Well, that went quick. Welcome back, and happy new year.
This kind of thing is always fraught with danger, generally because you'll be able to come back in twelve months and see how wrong we were. But here's FleetStreetBlues' five bold predictions on what the industry can expect to see in 2009...
1) Doom, gloom and a bit more doom. There's no getting away from it, 2009 is going to be a bit of a bastard for journalism. A colleague emailed a FleetStreetBlues correspondent yesterday with the seasonal tidings 'here's hoping our entire profession doesn't collapse.' Damn right. Here's hoping...
2) A national folding. Yes magazines can go under and local papers slash staff, but the dire state of the profession will only really be noticed when a national goes under. Judging from
Roy Greenslade's analysis a couple of weeks ago, the
Sunday Mirror, the
Daily Star Sunday and the
Independent on Sunday are leading contenders...
3) A mea culpa moment. You can't keep cutting journalists and demand ever more from them without something cracking. Yes, reporters make mistakes all the time. But expect something spectacular to emerge next year, a mistake, accidental or otherwise, so unavoidable that news editors the length and breadth of the country will have to sit up and take notice. Britain's
Jayson Blair, if you like.
4) Further clampdowns on press freedom. You'd better believe it,
Sally Murrer's victory not withstanding.
Mr Justice Eady is on the warpath - and the Max Mosley case was just the opening salvo.
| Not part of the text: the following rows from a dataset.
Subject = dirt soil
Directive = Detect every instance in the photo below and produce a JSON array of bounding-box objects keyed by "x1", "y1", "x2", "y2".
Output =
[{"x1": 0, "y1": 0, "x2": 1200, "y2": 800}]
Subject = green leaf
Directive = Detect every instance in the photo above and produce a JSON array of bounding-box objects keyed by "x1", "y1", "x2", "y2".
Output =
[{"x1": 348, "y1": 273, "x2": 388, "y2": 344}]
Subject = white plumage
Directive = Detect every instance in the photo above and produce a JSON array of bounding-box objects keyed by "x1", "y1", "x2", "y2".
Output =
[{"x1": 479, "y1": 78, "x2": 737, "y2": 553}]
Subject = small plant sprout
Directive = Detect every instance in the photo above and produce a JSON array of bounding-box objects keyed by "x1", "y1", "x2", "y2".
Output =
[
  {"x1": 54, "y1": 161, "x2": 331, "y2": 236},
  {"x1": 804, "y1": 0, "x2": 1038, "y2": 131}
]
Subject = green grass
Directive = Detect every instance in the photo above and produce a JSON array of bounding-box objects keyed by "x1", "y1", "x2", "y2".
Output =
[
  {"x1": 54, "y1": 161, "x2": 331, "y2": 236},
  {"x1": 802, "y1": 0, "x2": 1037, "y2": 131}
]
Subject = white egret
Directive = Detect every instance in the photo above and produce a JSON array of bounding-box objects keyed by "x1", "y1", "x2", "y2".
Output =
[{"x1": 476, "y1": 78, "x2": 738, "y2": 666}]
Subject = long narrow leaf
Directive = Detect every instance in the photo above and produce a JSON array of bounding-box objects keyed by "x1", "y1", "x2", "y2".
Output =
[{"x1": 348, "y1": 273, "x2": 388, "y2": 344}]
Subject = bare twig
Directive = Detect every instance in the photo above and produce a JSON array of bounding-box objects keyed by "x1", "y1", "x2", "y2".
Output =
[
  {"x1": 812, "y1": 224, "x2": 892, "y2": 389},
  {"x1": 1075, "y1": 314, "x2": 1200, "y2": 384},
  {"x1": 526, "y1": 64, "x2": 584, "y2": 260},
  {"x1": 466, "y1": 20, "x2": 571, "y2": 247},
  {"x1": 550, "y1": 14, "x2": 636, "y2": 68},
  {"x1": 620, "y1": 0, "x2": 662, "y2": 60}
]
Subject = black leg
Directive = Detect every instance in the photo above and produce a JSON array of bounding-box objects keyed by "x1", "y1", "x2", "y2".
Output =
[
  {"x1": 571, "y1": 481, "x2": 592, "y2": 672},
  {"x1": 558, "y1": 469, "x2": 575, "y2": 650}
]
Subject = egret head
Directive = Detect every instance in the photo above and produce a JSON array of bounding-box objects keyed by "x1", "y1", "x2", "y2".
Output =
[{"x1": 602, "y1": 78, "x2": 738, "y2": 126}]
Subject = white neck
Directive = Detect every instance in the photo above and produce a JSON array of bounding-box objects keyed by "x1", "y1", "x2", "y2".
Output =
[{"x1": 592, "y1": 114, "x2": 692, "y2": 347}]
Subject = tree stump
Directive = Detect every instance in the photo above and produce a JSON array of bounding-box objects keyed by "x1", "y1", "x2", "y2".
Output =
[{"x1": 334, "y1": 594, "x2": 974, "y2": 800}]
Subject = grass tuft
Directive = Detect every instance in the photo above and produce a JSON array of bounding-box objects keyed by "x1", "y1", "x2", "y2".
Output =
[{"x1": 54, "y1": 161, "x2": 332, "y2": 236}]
5) Guerilla news startups. It can't be all bad news, we need at least one silver lining. The world of print media may be in inexorable decline, but there should still be an appetite for quality journalism, and the challenge for 2009 is, as ever, how to make it pay.
Reportr.net predicts that newsroom redundancies, while never a good thing, will help 'create a pool of trained reporters that may enjoy the freedom of working for small, low-cost, news operations, based in the community and serving the community.' Ditto for specialist journalism, and even entertainment and gossip.
If journalists have a future, this might just be it.